Das menschliche Ohr, need biologie und physik skills!

    • PhilO61
      PhilO61
      Bronze
      Dabei seit: 28.03.2009 Beiträge: 2.900
      Hallöchen,

      ich bräuchte man eine biologische und physikalische Erklärung , wie das menschliche Ohr funktioniert, und zwar nahezu bis ins kleinste Detail(deshalb finde ich bei google kaum etwas was es gut erklärt), d.h. biologisch z.B: auch die Verschiebung des Sinnesepithels gegenüber der Tektorialmembran und die dadurch entstehende periodische Deflektion...Das Problem ist ich verstehe nicht so ganz WAS genau das bedeutet^^...

      Und Physikalisch muss ich wissen welche Wellen sich dort wie ausbreiten(Wanderwelle) und was dort bedeutend ist.

      Kann mir jemand helfen?

      gl
      Phil
  • 3 Antworten
    • FuaVarra
      FuaVarra
      Bronze
      Dabei seit: 03.09.2006 Beiträge: 3.381
      wenn du das wirklich genau wissen willst, ist das keine leicht und mal eben im forum zu beantwortende frage.

      selbst wenn du das nur als basis-wissen möchtest, kann ich nur empfehlen in die bibliothek zu gehen und zu "biologie" von campbell und reece zu greifen (allgemein-schinken der biologie, stoff erstes und zum teil zweites semester, in kapitel 50 ab seite 1461 wirst du fündig ;) ).
    • PhilO61
      PhilO61
      Bronze
      Dabei seit: 28.03.2009 Beiträge: 2.900
      Ich hab das ohr jetzt gecheckt bis auf eine kleine Sache.
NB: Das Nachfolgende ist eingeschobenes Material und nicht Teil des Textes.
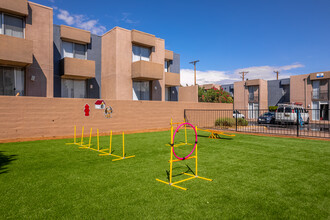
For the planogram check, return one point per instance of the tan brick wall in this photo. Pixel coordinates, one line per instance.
(35, 117)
Und zwar ist es ja so, dass vom Steigbügel aus am ovalen Fenster die Perilymphe in der Scala vestobuli in bewegung versetzt wird. Diese drückt nun gegen die Scala media mit der Endolymphe und dadurch auch auf die Basilarmembran, welche dann die äußeren und inneren Haarzellen gegen die Tektorialmembran drückt und so dann durch das abknicken der Steoerozilien Nervenimpulse an das Gehirn geleitet werden. Soweit so gut denke ich(korrigiert mich bitte falls falsch). Nun frage ich mich aber, wenn di Perilymphe in der Scala vestibuli doch angeregt wird komplett zu schwingen/sich zu bewegen, warum wird dann nur EIN BESTIMMTER BEREICH der basilarmembran erregt und nur dort die Haarzellen gegen die tektorialmembran gedrückt?

      gl
      Phil
    • FuaVarra
      FuaVarra
      Bronze
      Dabei seit: 03.09.2006 Beiträge: 3.381
      aufgrund der anatomie der basilarmembran.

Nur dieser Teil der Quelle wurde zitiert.